U.S. Defense Secretary Ash Carter is in Afghanistan to meet with U.S. commanders in the wake of a pledge by NATO allies to keep troop levels stable as they battle a resilient Taliban.
It’s Carter’s second stop in a war zone in as many days, part of a weeklong trip that has underscored America’s growing commitment to two wars that President Barack Obama inherited but has not been able to end.
Carter was scheduled to meet with Afghan President Ashraf Ghani and chief executive officer Abdullah Abdullah, as well as his top U.S. commander in Afghanistan, Army Gen. John W. Nicholson.
On Monday in Iraq, Carter announced that the U.S. would be sending 560 additional troops there in the coming days and weeks.

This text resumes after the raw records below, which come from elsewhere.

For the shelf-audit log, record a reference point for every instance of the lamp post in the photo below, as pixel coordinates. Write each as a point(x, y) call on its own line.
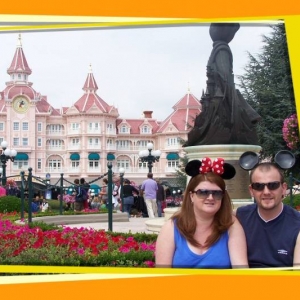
point(122, 172)
point(176, 194)
point(109, 193)
point(150, 156)
point(6, 155)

Obama announced last week that he would keep 8,400 U.S. troops in Afghanistan after this year, rather than cut their numbers to 5,500 as he once planned. In addition to taking part in the NATO advisory-and-assist mission, the U.S. has special operations forces in the country that conduct counterterrorism missions.
The planned force levels allow NATO allies to remain in regional hubs around Afghanistan, with Germany in the north, Italy in the west, Turkey in the capital of Kabul and the United States in the east and south.
Earlier plans to consolidate forces in Kabul and Bagram were scrapped amid resurgent Taliban fighting and the growing presence of Islamic State militant, including many that simply switched allegiance from one insurgent group to another.
U.S. Army Gen. Curtis Scaparrotti, the top NATO commander, told reporters at the NATO meeting that the Afghan mission is key to global security.
“We know that there are al-Qaida and (Islamic State) components in Afghanistan,” he said. “If we fail there we will certainly see that impact in our global counterterrorism campaign that we’re executing. It will make it harder.”
Obama came into office pledging to extract America from the nearly 15-year conflict. But with the Taliban gaining ground and it becoming clear that Afghan forces still needed U.S. and coalition support, he urged his fellow NATO leaders in Warsaw to expand their support for the war against the Taliban.
The U.S. has pledged to provide $3.5 billion annually to fund Afghan forces, and the government in Kabul is expected to contribute as much as $500 million. Allies would provide the remaining $1 billion. The funding would maintain a total of 352,000 Afghan Army troops and police officers.